Anja Kampe and Placido Domingo, here in the Washington National Opera's 2003 production of
Anja Kampe and Placido Domingo, here in the Washington National Opera's 2003 production of "Die Walkure," will reprise their roles next month. (By Carol Pratt)

- Shakespeare's "Othello" has been the foundation of not one but two great operas. Verdi's late tragedy (a collaboration with an equally gifted librettist, Arrigo Boito) has long been justly famous. But Gioacchino Rossini's "Otello," while less dramatically convincing, is brimming over with magnificent music, as anybody who has heard the recording with Jose Carreras and Frederica von Stade can attest. Curiously, Rossini gave three leading roles -- Otello, Iago and Rodrigo -- to tenors (why didn't Pavarotti, Domingo and Carreras pick up on this?)

In any event, on April 29 at Lisner Auditorium, Washington Concert Opera will present a complete performance of Rossini's "Otello" under the direction of Antony Walker. The "three tenors" will be Bruce Ford, Kenneth Tarver and Tanner Knight. The Desdemona will be Elizabeth Futral, and there is nobody active today I'd rather hear in the role.

- A number of remarkable pianists will be appearing in Washington this spring, beginning tonight, when listeners have a choice between Richard Goode at the Music Center at Strathmore and Till Fellner at the National Gallery of Art. My own top pick might go to Evgeny Kissin, who will be playing works by Beethoven, Schubert, Chopin and Brahms at the Kennedy Center Concert Hall on April 18, under the auspices of the Washington Performing Arts Society.

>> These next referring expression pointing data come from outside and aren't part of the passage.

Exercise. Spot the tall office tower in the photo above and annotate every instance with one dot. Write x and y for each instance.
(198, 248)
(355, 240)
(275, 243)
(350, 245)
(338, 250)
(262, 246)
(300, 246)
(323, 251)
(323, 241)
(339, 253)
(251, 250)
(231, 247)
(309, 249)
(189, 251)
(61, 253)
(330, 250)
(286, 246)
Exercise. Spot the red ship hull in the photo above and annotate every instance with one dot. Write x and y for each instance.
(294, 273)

- Finally, call me grumpy if you will, but I am not at all looking forward to the National Symphony Orchestra's"Serious Fun" examination of humor in music, slated for May 10-12. The NSO rarely plays at its best in these quickie festivals -- three days, three different programs -- and I can find no reason why we are having the duo-piano team of Katia and Marielle Labeque back to play Saint-Saens's infinitesimal "Carnival of the Animals" for the third time during Leonard Slatkin's tenure as music director. This is a man desperately in need of some new ideas.